1. Temperatuur: Honden die in warme klimaten leven, hebben de neiging meer te verharen dan honden in koudere klimaten. Dit komt omdat ze in de lente en zomer hun winterjassen uitdoen om zich aan te passen aan de warmere temperaturen. Rassen die oorspronkelijk zijn ontwikkeld voor koude weersomstandigheden, zoals Huskies en Malamutes, hebben dikkere jassen om ze warm te houden, en ze verharen doorgaans twee keer per jaar, in de lente en de herfst, zwaar om hun lichaamstemperatuur te reguleren.
2. Luchtvochtigheid: Vochtigheidsniveaus kunnen ook de vervelling beïnvloeden. Honden die in een vochtig klimaat leven, kunnen meer verharen dan honden die in een droog klimaat leven, omdat het vocht in de lucht hun ondervacht vochtig houdt en voorkomt dat het dode haar uitvalt.
3. Neerslag: Regenval kan bijdragen aan het uitvallen van haar door dood haar weg te spoelen en nieuwe haargroei te stimuleren. Honden die in gebieden met veel regenval leven, kunnen meer verharen dan honden die in gebieden met weinig regenval leven.
4. Zonlicht: Zonlicht speelt een rol bij het reguleren van de productie van melatonine, een hormoon dat de haargroei en -uitval beïnvloedt. Honden die in gebieden met lange perioden van zonlicht leven, kunnen meer verharen dan honden die in gebieden met kortere perioden van zonlicht leven.

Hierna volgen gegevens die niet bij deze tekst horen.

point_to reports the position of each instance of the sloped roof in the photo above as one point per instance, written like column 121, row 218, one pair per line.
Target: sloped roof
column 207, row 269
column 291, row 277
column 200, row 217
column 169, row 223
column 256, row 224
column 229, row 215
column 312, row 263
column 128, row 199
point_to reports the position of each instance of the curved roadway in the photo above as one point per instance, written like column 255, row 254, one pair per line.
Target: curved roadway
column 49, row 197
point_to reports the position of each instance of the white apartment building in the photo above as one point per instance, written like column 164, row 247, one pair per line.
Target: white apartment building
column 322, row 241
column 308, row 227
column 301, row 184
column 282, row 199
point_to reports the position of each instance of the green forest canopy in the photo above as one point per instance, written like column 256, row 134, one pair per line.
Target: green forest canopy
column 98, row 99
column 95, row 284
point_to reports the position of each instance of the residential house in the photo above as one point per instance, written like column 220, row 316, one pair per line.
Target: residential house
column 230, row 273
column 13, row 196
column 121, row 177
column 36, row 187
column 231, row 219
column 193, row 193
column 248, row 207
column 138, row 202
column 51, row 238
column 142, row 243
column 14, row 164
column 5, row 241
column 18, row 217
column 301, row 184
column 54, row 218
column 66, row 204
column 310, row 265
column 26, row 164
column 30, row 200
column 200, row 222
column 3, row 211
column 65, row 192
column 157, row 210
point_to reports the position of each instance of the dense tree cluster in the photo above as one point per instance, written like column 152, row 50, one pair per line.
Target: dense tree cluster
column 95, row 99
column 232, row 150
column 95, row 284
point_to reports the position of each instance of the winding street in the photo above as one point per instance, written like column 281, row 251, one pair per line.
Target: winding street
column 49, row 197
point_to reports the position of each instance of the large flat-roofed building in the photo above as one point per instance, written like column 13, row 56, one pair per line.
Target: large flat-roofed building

5. Ras en dubbele vacht: Sommige hondenrassen, zoals Golden Retrievers en Labrador Retrievers, hebben een dubbele vacht, die bestaat uit een dichte ondervacht en een grovere buitenvacht. Deze dubbelgecoate honden werpen doorgaans zwaarder dan honden met enkele jassen.
Het is belangrijk op te merken dat het klimaat en de locatie weliswaar van invloed kunnen zijn op het uitstoten van honden, maar dat dit niet de enige factoren zijn. Genetica, voeding en algehele gezondheid kunnen ook een belangrijke rol spelen in hoeveel en wanneer een hond werpt.